Sólo hay que saber amar

J. I. González Faus
Es fácil ver que hay al menos dos tipos de saberes. Podemos llamarlos de conductas y de contenidos. Entre los primeros el fundamental es saber vivir. Luego hablaría de saber aprender, saber leer. Saber vivir no es una asignatura que se aprueba de una vez para siempre.
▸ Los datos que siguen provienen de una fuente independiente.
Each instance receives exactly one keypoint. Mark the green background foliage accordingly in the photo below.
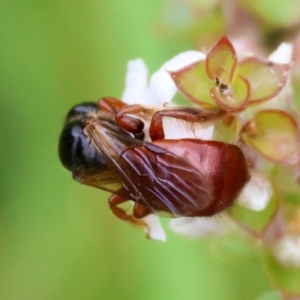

Es un aprendizaje siempre nuevo y siempre renovado a pesar de que en él no se pierde nada de lo ya aprendido. Para mí coincide en muy buena parte (o totalmente) con el gran aprendizaje de nuestra existencia: el de saber amar. El que hacía decir a Juan de la cruz aquello de que al atardecer nos examinarán del amor.
Entre los saberes de contenidos, creo que no hay ninguno que valore por encima de los demás. Es posible que sepa algo de teología, de literatura, de filosofía, de historia, de cine (todavía no he llegado a la sabiduría de Sócrates, como para decir que no sé nada). Pero si me piden que valore preferentemente uno de esos saberes, es como si me preguntan a cuál de mis hermanos quiero más. Todos se necesitan, se relacionan, se complementan y apuntan a una armonía siempre entrevista, siempre perseguida, siempre prometida y nunca poseída. Respecto de esa plenitud final, sí que diría con Sócrates que no sé nada.